La notizia dello studente dell’ITI Leonardo da Vinci di Carpi, sanzionato col sei in condotta per aver espresso una propria opinione sull’attività di alternanza scuola-lavoro (che fa seguito al caso di un tutor aziendale che aveva preteso un’analoga sanzione per un’intera classe, in quel caso senza esito) è preoccupante non solo perché sembra ledere la libertà di espressione – peraltro esercitata su facebook, e non negli spazi scolastici –, ma anche perché sembra reintrodurre una modalità di giustizia-fai-date irrispettosa delle norme che regolano le sanzioni disciplinari.

I regolamenti scolastici, infatti, devono fare riferimento al cosiddetto “Statuto delle studentesse e degli studenti” (DPR 249/1998, modificato con DPR 235/2007), che è una legge dello Stato, e come tale non modificabile da regolamenti interni delle singole scuole. Il quale Statuto recita, all’art. 4.4, che “In nessun caso può essere sanzionata, né direttamente né indirettamente, la libera espressione di opinioni correttamente manifestata e non lesiva dell’altrui personalità”.

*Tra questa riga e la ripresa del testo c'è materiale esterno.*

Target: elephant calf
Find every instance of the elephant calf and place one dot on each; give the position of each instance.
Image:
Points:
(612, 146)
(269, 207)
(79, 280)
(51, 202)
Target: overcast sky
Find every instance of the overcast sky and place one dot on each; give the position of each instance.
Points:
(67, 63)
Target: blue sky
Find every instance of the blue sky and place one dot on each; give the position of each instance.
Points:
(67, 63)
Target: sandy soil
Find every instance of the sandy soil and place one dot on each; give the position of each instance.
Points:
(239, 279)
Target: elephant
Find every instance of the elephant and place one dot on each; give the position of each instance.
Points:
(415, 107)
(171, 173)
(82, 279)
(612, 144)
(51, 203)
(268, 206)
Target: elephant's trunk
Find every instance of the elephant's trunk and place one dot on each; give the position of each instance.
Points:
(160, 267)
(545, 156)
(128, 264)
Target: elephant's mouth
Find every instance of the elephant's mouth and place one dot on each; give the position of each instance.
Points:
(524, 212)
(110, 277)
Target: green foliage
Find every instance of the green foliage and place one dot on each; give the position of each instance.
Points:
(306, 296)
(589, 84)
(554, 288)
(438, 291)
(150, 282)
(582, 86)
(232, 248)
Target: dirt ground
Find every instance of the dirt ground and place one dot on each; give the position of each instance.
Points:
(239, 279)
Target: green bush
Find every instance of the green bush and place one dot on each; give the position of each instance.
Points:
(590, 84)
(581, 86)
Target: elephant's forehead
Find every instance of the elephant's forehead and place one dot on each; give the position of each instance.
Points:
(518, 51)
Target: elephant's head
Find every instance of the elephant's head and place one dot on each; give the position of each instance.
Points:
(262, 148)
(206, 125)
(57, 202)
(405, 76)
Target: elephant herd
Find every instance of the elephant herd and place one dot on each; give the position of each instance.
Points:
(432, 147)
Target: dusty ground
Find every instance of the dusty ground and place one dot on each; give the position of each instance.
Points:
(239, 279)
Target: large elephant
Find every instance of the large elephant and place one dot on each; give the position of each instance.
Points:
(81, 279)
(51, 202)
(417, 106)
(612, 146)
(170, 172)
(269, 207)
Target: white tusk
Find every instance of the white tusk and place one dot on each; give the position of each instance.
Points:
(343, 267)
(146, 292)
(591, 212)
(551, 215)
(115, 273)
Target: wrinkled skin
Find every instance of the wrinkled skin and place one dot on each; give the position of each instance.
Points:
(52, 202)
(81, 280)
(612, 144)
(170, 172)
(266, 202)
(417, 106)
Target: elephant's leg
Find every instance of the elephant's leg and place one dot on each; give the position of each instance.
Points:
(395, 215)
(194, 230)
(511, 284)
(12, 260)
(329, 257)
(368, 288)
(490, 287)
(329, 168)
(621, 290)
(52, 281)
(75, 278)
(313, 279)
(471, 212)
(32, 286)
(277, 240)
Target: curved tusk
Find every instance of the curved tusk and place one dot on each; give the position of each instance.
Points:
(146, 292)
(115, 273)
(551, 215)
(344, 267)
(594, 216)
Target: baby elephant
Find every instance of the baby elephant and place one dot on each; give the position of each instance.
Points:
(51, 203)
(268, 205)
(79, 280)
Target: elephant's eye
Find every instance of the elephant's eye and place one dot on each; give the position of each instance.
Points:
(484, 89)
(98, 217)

Nel caso dello studente carpigiano sembra essere accaduto proprio il contrario, come confermano le dichiarazioni del Dirigente Scolastico Paolo Pergreffi, che si permette di affermare che «la presa di posizione [dello studente sanzionato] è dovuta a convinzioni ideologiche sull’alternanza scuola lavoro, probabilmente antecedenti rispetto all’inizio del periodo in azienda».

Condivisibili o meno, le “convinzioni ideologiche antecedenti” sono, per l’appunto, libere opinioni non sanzionabili.

Quanto alla sanzione, dal Regolamento di disciplina del Leonardo Da Vinci, consultabile sul sito dell’Istituto, non risultano voti in condotta come sanzione, men che meno comminati in un periodo intermedio fra le due valutazioni: in questo caso la sanzione, non solo in riferimento alle motivazioni, ma anche in relazione alla gradualità delle punizioni previste, appare del tutto arbitraria.

Peraltro, in un altro decisivo passaggio il Regolamento dell’ITI Da Vinci risulta in aperta contraddizione con il DPR 235/2007, che afferma con chiarezza, all’art. 5, che “Contro le sanzioni disciplinari è ammesso ricorso, da parte di chiunque vi abbia interesse, entro quindici giorni dalla comunicazione della loro irrogazione, ad un apposito organo di garanzia interno alla scuola”, laddove il regolamento disciplinare dell’Istituto carpigiano elenca numerose tipologie di comportamenti sanzionabili per i quali, una volta deliberata la sanzione, non è ammessa impugnazione.

Alla luce delle finalità affermate dal DPR 235/2007 – “I provvedimenti disciplinari hanno finalità educativa e tendono al rafforzamento del senso di responsabilità ed al ripristino di rapporti corretti all’interno della comunità scolastica” –, a cosa educano queste sanzioni comminate da regolamenti che violano la certezza del diritto e la gerarchia delle fonti?

Non si corre il rischio che la studentessa o lo studente giungano alla conclusione che il diritto è quella cosa per la quale ha valore di legge ciò che il principe, o il preside sceriffo, o il tutor aziendale esterno, ha piacere che sia?